Un eroe per riunirli tutti
Valhalla Knights: Eldar Saga è un classico gioco di ruolo in terza persona ad ambientazione medievaleggiante, in cui trama densa ed intricata e personalizzazione dell’eroe sono gli ingredienti base. In puro stile tolkeniano, il protagonista dovrà riunire sotto un’unica alleanza le varie razze esistenti contro la minaccia di turno. Il gioco segue una storyline particolare ed originale, suddivisa in due grossi capitoli. Durante la prima parte dell’avventura dovrete completare una serie di quest su commissione, da vero e proprio mercenario. Le prime missioni serviranno da graduale introduzione al gameplay ed all’ambiente di gioco. La caratteristica peculiare dell’avventura è che durante la seconda parte il giocatore prenderà il controllo dell’erede dell’eroe iniziale. Come prevedibile, le scelte intraprese nel primo capitolo avranno un effetto a lungo termine riscontrabile nel secondo. Punto di forza del gioco è senza dubbio la personalizzazione del nostro alter ego, discretamente profonda e variegata. Purtroppo però il titolo non permette di godere a pieno delle sue potenzialità, letteralmente sprecate. Il gameplay è piuttosto scarno e i menù, sebbene esteticamente validi (contrariamente al resto come vedremo più avanti) risultano scomodi e macchinosi; gestire l’inventario, la mappa e le opzioni sarà tutt’altro che intuitivo. Piccola nota di merito va all’arsenale ampio e vario, grazie al quale poter sperimentare numerose armi. Il leggero pregio viene tuttavia presto vanificato da combattimenti caratterizzati da meccaniche difficilmente gestibili. Sia negli scontri ravvicinati sia in quelli a distanza avrete difficoltà nel risolvere efficacemente le situazioni a causa di controlli imprecisi e approssimativi. Oltre alla già menzionata idea di suddividere l’avventura in due grossi filoni temporali, il titolo non dimostra grande originalità, riducendosi ad una serie di missioni generalmente noiose. L’apprezzabile tentativo di integrare una modalità multiplayer è rovinato da un’instabilità dei server da primato, e dalla quasi totale impossibilità di accedere ad una lobby, complice l’esiguo numero di utenti connessi.
Grafica nascosta
L’impressione generale suscitata dal comparto tecnico di Valhalla Knight: Eldar Saga potrebbe benissimo essere di stupore, ma non per una realizzazione di prim’ordine. Sembra che gli sviluppatori abbiano lasciato i lavori quasi a metà ed abbiano voluto adottare alcuni trucchi per nascondere la povertà di dettaglio. Tutte le ambientazioni, infatti, sono permeate da un pesante effetto nebbia e da un livello di luminosità sotto la media, con un risultato che riduce la visibilità in modo molto fastidioso. Agendo sui parametri del televisore come contrasto e luminosità è possibile scorgere delle texture di qualità abbastanza deludente a fronte di alcuni modelli poligonali comunque sufficienti. Con un grosso lavoro di raffinamento il titolo avrebbe potuto raggiungere almeno la sufficienza.
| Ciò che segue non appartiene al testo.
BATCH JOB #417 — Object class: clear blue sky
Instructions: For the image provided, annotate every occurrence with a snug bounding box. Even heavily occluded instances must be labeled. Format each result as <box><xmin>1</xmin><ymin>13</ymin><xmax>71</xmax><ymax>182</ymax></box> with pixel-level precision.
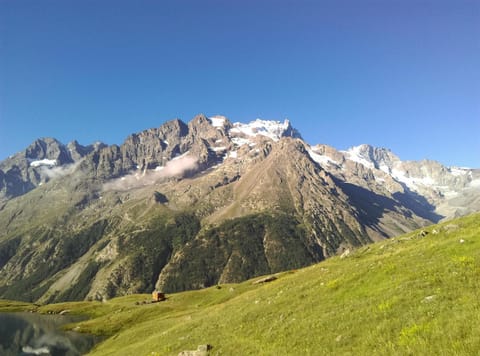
<box><xmin>0</xmin><ymin>0</ymin><xmax>480</xmax><ymax>168</ymax></box>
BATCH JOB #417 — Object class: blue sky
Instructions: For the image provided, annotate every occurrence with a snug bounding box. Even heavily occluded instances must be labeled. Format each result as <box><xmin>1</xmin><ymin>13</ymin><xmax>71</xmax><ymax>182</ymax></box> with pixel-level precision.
<box><xmin>0</xmin><ymin>0</ymin><xmax>480</xmax><ymax>168</ymax></box>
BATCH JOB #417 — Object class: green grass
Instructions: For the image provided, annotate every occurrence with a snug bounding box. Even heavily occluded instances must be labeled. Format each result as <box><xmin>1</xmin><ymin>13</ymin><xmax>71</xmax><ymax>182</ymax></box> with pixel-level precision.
<box><xmin>0</xmin><ymin>214</ymin><xmax>480</xmax><ymax>355</ymax></box>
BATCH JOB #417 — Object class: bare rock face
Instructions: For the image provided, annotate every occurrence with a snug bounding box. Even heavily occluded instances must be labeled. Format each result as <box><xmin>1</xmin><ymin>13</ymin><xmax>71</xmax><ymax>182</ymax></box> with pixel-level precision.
<box><xmin>0</xmin><ymin>138</ymin><xmax>94</xmax><ymax>200</ymax></box>
<box><xmin>0</xmin><ymin>115</ymin><xmax>480</xmax><ymax>302</ymax></box>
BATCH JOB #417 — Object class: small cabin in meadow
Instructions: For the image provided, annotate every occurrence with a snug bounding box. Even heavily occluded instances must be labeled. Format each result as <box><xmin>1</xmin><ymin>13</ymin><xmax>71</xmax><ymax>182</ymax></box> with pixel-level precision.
<box><xmin>152</xmin><ymin>290</ymin><xmax>166</xmax><ymax>302</ymax></box>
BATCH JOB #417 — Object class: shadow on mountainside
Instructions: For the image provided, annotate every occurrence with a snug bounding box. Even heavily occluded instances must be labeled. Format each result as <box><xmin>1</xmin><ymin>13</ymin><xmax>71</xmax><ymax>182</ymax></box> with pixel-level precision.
<box><xmin>335</xmin><ymin>179</ymin><xmax>443</xmax><ymax>226</ymax></box>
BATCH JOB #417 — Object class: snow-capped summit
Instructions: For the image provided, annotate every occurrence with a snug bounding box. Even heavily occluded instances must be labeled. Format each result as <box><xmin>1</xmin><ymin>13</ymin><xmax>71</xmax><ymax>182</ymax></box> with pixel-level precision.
<box><xmin>230</xmin><ymin>119</ymin><xmax>300</xmax><ymax>141</ymax></box>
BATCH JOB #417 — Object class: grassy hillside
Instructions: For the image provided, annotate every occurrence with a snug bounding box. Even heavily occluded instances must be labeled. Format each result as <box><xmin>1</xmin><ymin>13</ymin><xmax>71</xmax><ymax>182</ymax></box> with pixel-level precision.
<box><xmin>0</xmin><ymin>214</ymin><xmax>480</xmax><ymax>355</ymax></box>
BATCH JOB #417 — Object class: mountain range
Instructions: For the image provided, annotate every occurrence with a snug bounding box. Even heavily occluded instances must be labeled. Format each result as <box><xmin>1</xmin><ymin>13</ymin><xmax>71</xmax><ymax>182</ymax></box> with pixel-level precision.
<box><xmin>0</xmin><ymin>115</ymin><xmax>480</xmax><ymax>303</ymax></box>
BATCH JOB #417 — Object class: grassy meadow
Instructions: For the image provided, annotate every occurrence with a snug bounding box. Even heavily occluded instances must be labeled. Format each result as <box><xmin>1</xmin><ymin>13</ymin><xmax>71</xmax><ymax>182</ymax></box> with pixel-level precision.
<box><xmin>0</xmin><ymin>214</ymin><xmax>480</xmax><ymax>356</ymax></box>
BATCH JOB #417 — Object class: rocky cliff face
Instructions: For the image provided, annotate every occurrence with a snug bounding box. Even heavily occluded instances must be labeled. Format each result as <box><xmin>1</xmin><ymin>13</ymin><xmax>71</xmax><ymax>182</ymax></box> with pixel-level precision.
<box><xmin>0</xmin><ymin>115</ymin><xmax>480</xmax><ymax>302</ymax></box>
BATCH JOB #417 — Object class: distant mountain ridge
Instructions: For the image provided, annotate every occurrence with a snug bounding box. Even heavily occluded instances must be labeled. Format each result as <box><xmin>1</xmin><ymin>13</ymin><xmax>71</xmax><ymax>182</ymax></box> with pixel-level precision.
<box><xmin>0</xmin><ymin>115</ymin><xmax>480</xmax><ymax>301</ymax></box>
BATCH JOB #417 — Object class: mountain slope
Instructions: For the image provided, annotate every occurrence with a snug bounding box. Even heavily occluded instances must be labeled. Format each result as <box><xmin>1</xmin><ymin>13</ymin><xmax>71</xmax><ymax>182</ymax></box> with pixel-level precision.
<box><xmin>0</xmin><ymin>115</ymin><xmax>480</xmax><ymax>302</ymax></box>
<box><xmin>6</xmin><ymin>214</ymin><xmax>480</xmax><ymax>355</ymax></box>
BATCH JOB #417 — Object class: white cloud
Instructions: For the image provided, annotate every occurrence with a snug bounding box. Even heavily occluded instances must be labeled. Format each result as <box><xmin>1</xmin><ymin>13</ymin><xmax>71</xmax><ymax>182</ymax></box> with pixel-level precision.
<box><xmin>103</xmin><ymin>155</ymin><xmax>197</xmax><ymax>190</ymax></box>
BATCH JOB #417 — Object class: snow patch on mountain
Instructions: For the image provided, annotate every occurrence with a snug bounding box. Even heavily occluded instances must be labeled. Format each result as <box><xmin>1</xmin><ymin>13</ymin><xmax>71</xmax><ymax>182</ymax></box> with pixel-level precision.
<box><xmin>208</xmin><ymin>116</ymin><xmax>227</xmax><ymax>127</ymax></box>
<box><xmin>230</xmin><ymin>119</ymin><xmax>290</xmax><ymax>141</ymax></box>
<box><xmin>232</xmin><ymin>137</ymin><xmax>255</xmax><ymax>146</ymax></box>
<box><xmin>307</xmin><ymin>148</ymin><xmax>338</xmax><ymax>166</ymax></box>
<box><xmin>340</xmin><ymin>145</ymin><xmax>375</xmax><ymax>169</ymax></box>
<box><xmin>30</xmin><ymin>158</ymin><xmax>57</xmax><ymax>167</ymax></box>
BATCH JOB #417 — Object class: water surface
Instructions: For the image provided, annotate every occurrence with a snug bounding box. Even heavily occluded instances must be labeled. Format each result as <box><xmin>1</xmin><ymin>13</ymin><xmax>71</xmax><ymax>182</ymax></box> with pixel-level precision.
<box><xmin>0</xmin><ymin>313</ymin><xmax>100</xmax><ymax>356</ymax></box>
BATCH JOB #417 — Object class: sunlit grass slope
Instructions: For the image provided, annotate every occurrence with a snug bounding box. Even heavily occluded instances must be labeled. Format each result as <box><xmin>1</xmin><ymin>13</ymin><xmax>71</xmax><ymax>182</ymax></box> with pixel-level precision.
<box><xmin>3</xmin><ymin>214</ymin><xmax>480</xmax><ymax>355</ymax></box>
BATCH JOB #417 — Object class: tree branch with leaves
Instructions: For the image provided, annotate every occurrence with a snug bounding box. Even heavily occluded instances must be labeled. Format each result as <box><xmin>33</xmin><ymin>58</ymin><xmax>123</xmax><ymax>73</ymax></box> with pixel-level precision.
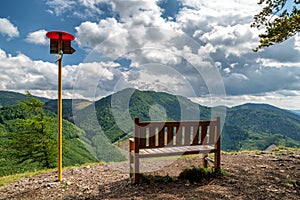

La situazione riesce persino a peggiorare sul versante audio: dopo pochi minuti di gioco sarete costretti ad intervenire sul volume a causa dell’insopportabile e fastidiosissimo suono prodotto dai passi del protagonista. Un effetto potenzialmente così innocuo e semplice rende l’esperienza di gioco poco piacevole a causa di un’inspiegabile eccessiva intensità rispetto agli altri effetti sonori ed alle stesse musiche, le quali, seppur discrete, non sono godibili proprio in ragione di quanto appena detto. Se nell’immediato un difetto simile rende definitivamente ingiocabile un titolo già lacunoso sotto altri numerosi aspetti, riflettendo esso testimonia la generale fretta ed incuria con cui gli sviluppatori hanno realizzato questa versione Wii.